SHANGHAI: China stocks rose on Monday, with tourism and new energy shares leading the gains, as investors latched on to data that showed exports from the world’s second-largest economy beat forecasts in October to deliver a record trade surplus.
The blue-chip CSI300 index closed up 0.1% at 4,848.18, while the Shanghai Composite Index gained 0.2% to 3,498.63 points.
China’s export growth slowed in October but beat forecasts, helped by booming global demand ahead of winter holiday seasons, an easing power crunch and an improvement in supply chains that had been badly disrupted by the coronavirus pandemic.
“The strong exports help to mitigate the weakening domestic economy, but we think it is unlikely to revert the trend.
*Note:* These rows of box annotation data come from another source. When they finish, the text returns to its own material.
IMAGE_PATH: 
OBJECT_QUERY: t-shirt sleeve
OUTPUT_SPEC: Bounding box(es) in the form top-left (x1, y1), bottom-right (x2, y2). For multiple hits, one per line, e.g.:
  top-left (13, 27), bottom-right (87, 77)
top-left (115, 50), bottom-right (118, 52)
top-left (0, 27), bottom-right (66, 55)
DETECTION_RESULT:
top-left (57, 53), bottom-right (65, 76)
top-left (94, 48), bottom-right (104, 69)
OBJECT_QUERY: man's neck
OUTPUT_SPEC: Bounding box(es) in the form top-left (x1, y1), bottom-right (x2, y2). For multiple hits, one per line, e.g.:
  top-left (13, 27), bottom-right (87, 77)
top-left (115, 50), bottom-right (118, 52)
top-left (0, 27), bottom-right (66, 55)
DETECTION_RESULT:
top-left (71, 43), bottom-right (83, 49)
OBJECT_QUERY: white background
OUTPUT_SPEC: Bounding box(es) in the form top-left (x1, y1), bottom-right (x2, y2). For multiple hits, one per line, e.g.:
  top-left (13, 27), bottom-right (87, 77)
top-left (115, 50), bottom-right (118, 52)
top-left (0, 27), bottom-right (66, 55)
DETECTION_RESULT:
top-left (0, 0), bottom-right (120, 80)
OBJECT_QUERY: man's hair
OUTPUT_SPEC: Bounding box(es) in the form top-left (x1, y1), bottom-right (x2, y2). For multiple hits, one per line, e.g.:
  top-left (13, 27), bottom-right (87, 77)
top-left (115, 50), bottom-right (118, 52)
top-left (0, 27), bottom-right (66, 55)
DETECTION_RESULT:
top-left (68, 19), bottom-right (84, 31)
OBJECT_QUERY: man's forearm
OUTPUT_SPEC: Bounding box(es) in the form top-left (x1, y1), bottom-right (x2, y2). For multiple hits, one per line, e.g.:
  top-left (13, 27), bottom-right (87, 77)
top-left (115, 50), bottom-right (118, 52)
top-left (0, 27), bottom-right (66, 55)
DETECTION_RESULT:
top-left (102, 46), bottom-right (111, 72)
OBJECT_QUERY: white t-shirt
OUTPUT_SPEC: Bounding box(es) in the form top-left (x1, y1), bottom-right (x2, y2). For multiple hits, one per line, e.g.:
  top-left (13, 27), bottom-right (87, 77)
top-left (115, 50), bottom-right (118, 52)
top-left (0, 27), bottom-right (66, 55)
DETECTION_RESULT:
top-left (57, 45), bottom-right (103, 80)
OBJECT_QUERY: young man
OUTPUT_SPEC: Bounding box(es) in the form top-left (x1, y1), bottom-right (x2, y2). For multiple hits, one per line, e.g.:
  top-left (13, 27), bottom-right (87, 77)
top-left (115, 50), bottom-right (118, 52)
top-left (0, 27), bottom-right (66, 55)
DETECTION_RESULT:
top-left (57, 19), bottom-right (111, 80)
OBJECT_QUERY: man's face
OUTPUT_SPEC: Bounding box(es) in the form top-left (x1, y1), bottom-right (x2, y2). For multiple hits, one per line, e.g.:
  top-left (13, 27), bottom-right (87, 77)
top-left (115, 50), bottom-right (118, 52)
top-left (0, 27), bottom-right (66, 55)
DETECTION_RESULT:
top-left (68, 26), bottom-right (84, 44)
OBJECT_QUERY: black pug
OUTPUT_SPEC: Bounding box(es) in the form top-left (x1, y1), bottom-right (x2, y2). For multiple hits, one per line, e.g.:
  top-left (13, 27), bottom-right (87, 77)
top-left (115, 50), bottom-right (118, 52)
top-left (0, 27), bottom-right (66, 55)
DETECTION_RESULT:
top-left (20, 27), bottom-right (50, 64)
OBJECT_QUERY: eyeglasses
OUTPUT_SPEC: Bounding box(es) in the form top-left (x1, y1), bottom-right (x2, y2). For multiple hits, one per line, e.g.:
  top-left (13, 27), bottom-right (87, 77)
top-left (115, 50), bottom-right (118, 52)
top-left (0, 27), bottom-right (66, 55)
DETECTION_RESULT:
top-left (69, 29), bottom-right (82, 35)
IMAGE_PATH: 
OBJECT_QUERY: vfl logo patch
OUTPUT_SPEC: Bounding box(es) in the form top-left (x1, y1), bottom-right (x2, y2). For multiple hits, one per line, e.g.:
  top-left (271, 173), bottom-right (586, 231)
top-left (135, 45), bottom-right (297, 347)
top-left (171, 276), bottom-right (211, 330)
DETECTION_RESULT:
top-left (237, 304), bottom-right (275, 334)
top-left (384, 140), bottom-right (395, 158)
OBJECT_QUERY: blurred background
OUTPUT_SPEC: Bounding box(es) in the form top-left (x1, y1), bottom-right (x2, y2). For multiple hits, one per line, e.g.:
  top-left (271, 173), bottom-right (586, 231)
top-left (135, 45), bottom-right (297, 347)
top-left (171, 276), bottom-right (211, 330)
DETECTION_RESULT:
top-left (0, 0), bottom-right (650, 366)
We continue to expect GDP growth to slow in Q4,” Zhiwei Zhang, chief economist at Pinpoint Asset Management said.
Tourism stocks surged nearly 5% after Pfizer Inc said its experimental antiviral pill to treat COVID-19 cut by 89% the chance of hospitalization or death for adults at risk of severe disease.
The development in anti-viral drugs is one of the factors that Beijing might consider to end its zero-COVID strategy, analysts said, which would boost tourism.
The new energy sub-index, the new energy vehicles sub-index and the environmental governance sub-index rose between 3.2% and 4.2%.
China has a “long way to go” on environmental protection, its State Council acknowledged on Sunday.
State Council said it would be tough to tackle pollution and ensure that carbon emissions peaked in 2030 and carbon-neutrality would be achieved by 2060.
Property developers, after shedding more than 15% in the past two weeks, ended 1.8% higher.
Some Chinese banks have sped up the disbursement of home loans in some cities, a relief to cash-strapped developers anxious to complete sales, but no wave of new credit is being unleashed just yet amid a heavy regulatory push to deleverage the sector.